Two things turned me off the CubCrafters build. Insurance is crazy expensive on the EX-3 – over $10,000 a year. That cuts into a lot of avgas! The second item is Southern California’s lack of real backcountry flying opportunities. There are, of course, places to land in the desert – but there’s also a lot of National Forest and Reserve land that’s closed to aircraft. I’d be flying into Nevada or Utah for a lot of exploration.

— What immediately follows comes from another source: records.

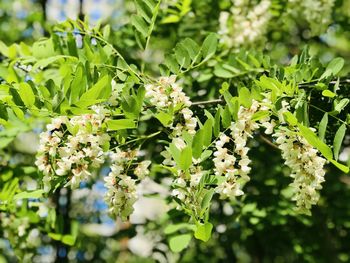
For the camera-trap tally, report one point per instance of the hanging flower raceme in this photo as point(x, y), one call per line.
point(245, 23)
point(235, 165)
point(306, 166)
point(71, 147)
point(167, 95)
point(121, 194)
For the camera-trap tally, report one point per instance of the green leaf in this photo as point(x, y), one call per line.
point(186, 158)
point(226, 117)
point(179, 242)
point(197, 144)
point(144, 10)
point(32, 194)
point(311, 137)
point(217, 122)
point(244, 97)
point(101, 90)
point(335, 65)
point(182, 56)
point(323, 127)
point(78, 84)
point(206, 200)
point(140, 25)
point(172, 228)
point(207, 132)
point(290, 118)
point(341, 105)
point(122, 124)
point(26, 93)
point(338, 139)
point(209, 46)
point(328, 93)
point(340, 166)
point(260, 115)
point(192, 48)
point(43, 63)
point(164, 118)
point(203, 231)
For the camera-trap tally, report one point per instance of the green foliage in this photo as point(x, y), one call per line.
point(301, 84)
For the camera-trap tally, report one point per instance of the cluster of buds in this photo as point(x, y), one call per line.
point(167, 95)
point(245, 23)
point(121, 195)
point(306, 166)
point(317, 13)
point(71, 147)
point(235, 166)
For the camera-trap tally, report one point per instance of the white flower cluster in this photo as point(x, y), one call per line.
point(245, 23)
point(167, 94)
point(235, 166)
point(121, 195)
point(306, 165)
point(317, 13)
point(186, 182)
point(71, 147)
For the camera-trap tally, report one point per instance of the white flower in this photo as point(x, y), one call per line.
point(306, 165)
point(141, 171)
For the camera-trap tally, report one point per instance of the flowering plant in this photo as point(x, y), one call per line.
point(197, 123)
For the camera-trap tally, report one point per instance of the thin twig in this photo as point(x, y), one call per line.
point(206, 102)
point(268, 141)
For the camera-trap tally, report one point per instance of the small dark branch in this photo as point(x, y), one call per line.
point(81, 14)
point(200, 103)
point(262, 137)
point(333, 82)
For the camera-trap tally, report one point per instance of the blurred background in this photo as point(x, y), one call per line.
point(261, 228)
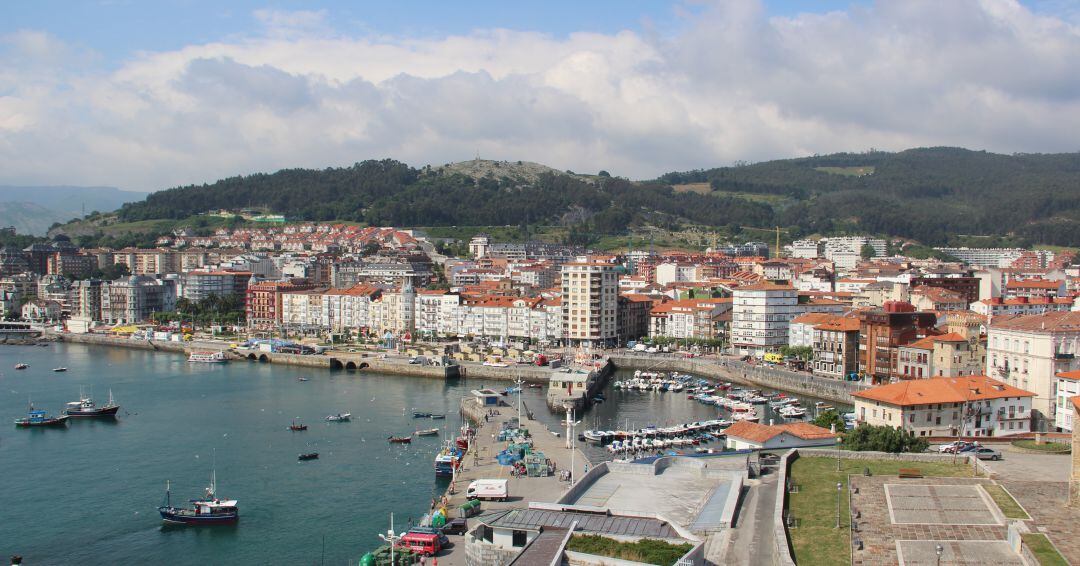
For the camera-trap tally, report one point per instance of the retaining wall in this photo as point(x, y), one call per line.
point(742, 373)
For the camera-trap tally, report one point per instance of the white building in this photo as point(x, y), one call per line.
point(590, 300)
point(1067, 387)
point(947, 406)
point(1030, 351)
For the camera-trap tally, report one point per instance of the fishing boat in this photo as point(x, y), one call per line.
point(86, 408)
point(210, 510)
point(207, 358)
point(40, 418)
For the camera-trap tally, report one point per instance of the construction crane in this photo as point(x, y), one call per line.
point(775, 251)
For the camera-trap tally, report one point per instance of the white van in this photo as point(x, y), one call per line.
point(491, 489)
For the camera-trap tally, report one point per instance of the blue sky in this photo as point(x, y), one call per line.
point(117, 28)
point(145, 95)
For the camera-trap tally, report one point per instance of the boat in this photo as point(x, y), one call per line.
point(86, 408)
point(207, 358)
point(40, 418)
point(210, 510)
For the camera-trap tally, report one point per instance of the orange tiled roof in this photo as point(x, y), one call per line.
point(942, 390)
point(761, 433)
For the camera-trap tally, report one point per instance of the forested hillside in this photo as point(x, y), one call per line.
point(931, 194)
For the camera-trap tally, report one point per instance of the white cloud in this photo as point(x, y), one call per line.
point(732, 84)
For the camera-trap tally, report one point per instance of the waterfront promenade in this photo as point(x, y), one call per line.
point(480, 463)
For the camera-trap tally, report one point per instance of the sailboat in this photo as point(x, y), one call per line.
point(210, 510)
point(85, 407)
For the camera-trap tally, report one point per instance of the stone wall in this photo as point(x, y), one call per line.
point(741, 373)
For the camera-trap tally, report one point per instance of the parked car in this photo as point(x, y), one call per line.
point(456, 526)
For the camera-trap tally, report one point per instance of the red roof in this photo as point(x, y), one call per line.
point(942, 390)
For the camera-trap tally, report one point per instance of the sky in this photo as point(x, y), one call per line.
point(150, 95)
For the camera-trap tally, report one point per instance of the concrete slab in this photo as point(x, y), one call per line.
point(940, 504)
point(956, 552)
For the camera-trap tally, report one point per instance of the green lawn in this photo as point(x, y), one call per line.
point(1055, 447)
point(1006, 502)
point(817, 540)
point(1045, 552)
point(648, 551)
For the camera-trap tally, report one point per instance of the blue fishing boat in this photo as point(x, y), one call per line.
point(210, 510)
point(40, 418)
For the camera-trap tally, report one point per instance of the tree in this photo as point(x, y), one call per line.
point(882, 439)
point(867, 252)
point(828, 419)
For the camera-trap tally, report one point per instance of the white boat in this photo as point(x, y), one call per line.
point(207, 358)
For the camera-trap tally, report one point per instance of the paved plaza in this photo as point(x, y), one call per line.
point(941, 504)
point(956, 552)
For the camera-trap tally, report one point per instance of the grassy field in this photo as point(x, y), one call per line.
point(647, 551)
point(1045, 552)
point(817, 540)
point(848, 172)
point(1053, 447)
point(1006, 502)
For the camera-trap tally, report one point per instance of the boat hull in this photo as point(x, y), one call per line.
point(96, 413)
point(174, 516)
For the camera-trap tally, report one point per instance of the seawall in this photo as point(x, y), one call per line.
point(745, 374)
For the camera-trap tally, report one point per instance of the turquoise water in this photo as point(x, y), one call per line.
point(89, 494)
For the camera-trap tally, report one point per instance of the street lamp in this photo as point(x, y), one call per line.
point(391, 538)
point(839, 487)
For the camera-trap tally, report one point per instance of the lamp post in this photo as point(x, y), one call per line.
point(391, 538)
point(839, 487)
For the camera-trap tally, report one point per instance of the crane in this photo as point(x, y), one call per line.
point(775, 251)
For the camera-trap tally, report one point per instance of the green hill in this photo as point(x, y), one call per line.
point(931, 194)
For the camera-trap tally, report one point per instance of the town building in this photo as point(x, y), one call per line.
point(1066, 387)
point(746, 435)
point(590, 304)
point(882, 332)
point(1030, 351)
point(947, 406)
point(836, 348)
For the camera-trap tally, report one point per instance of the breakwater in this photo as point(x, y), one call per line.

Enter the RV-8. It’s far from a backcountry aircraft – but it is tailwheel and, with some 6″ tires, should be able to handle some of the dirt strips we have in Southern California. It’s also aerobatic. I’ve been interested in aerobatics but have yet to explore it. That changed with an aerobatic lesson in an Extra 300L, and despite the nausea, I loved it!
So the RV-8 combines cross-country flight with some aerobatic capability, and with upgraded wheels, it will allow for exploration of desert dirt and gravel strips. Being a tailwheel aircraft, the RV-8 will allow me to build time, making other planes more affordable and opening up options if I ever decide to double down on backcountry flying or aerobatics (I very briefly considered the MX Aircraft MX2 kit as well).
I look forward to building the RV-8. Despite Van’s Chapter 11 filing, I plan to finish the build over the next few years. I’ll detail more in upcoming posts, but I have been talking with RVBuilder to help since this is my first time doing metalwork.